I agree with saidimu, you are talking about the Single System Image concept. In addition to the OpenMosix project, there have been several commercial implementations of the same idea (one contemporary example is ScaleMP). It's not a new idea.
I just wanted to elaborate on some of the technical points of SSI.
Basically, the reason it's not done is because the performance is generally absolutely unpredictable or terrible. There is a concept in computer systems known as [NUMA][3], which basically means that the cost of accessing different pieces of memory is not uniform. This can apply to huge systems where CPUs may have some memory accesses routed around to different chips, or in cases where memory is accessed remotely over a network (such as in SSI). Typically, the operating system will attempt to compensate for this by laying out programs and data in memory in such a way that a program can run as quickly as possible. I.e., the code and data will all be placed in the same NUMA "region", and be scheduled on the closest possible CPU.
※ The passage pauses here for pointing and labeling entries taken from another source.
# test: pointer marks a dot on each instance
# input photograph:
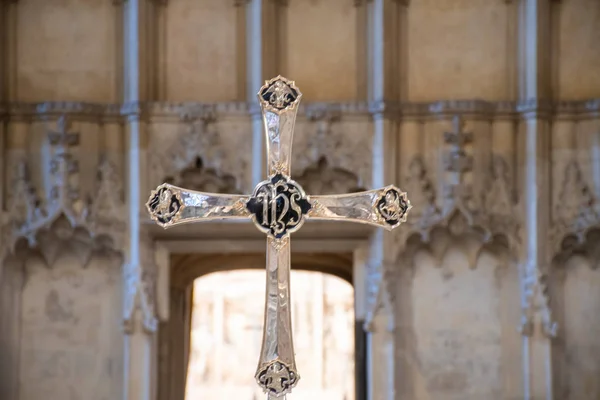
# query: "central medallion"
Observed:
(278, 206)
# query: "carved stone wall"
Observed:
(498, 150)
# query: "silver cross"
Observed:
(278, 206)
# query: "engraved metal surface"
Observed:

However, in cases where you are running big applications (attempting to use all the memory in your SSI), there is little the operating system can do to reduce the impact of remote memory fetches. MySQL is not aware that accessing page 0x1f3c will cost 8 nanoseconds, while accessing page 0x7f46 will stall it for hundreds of microseconds, possibly milliseconds while the memory is fetched over the network. This means that non-NUMA aware applications will run like crap (seriously, very bad) in this kind of environment. As far as I know, most comtemporary SSI products rely on the fastest possible interconnects (such as Infiniband) between machines to achieve even a passable performance.
This is also why frameworks that expose the true cost of accessing data to the programmer (such as MPI: message passing interface) have achieved more traction than SSI or DSM (distributed shared memory) approaches. In fact, there is basically no way for a programmer to optimize an application to run in an SSI environment, which just sucks.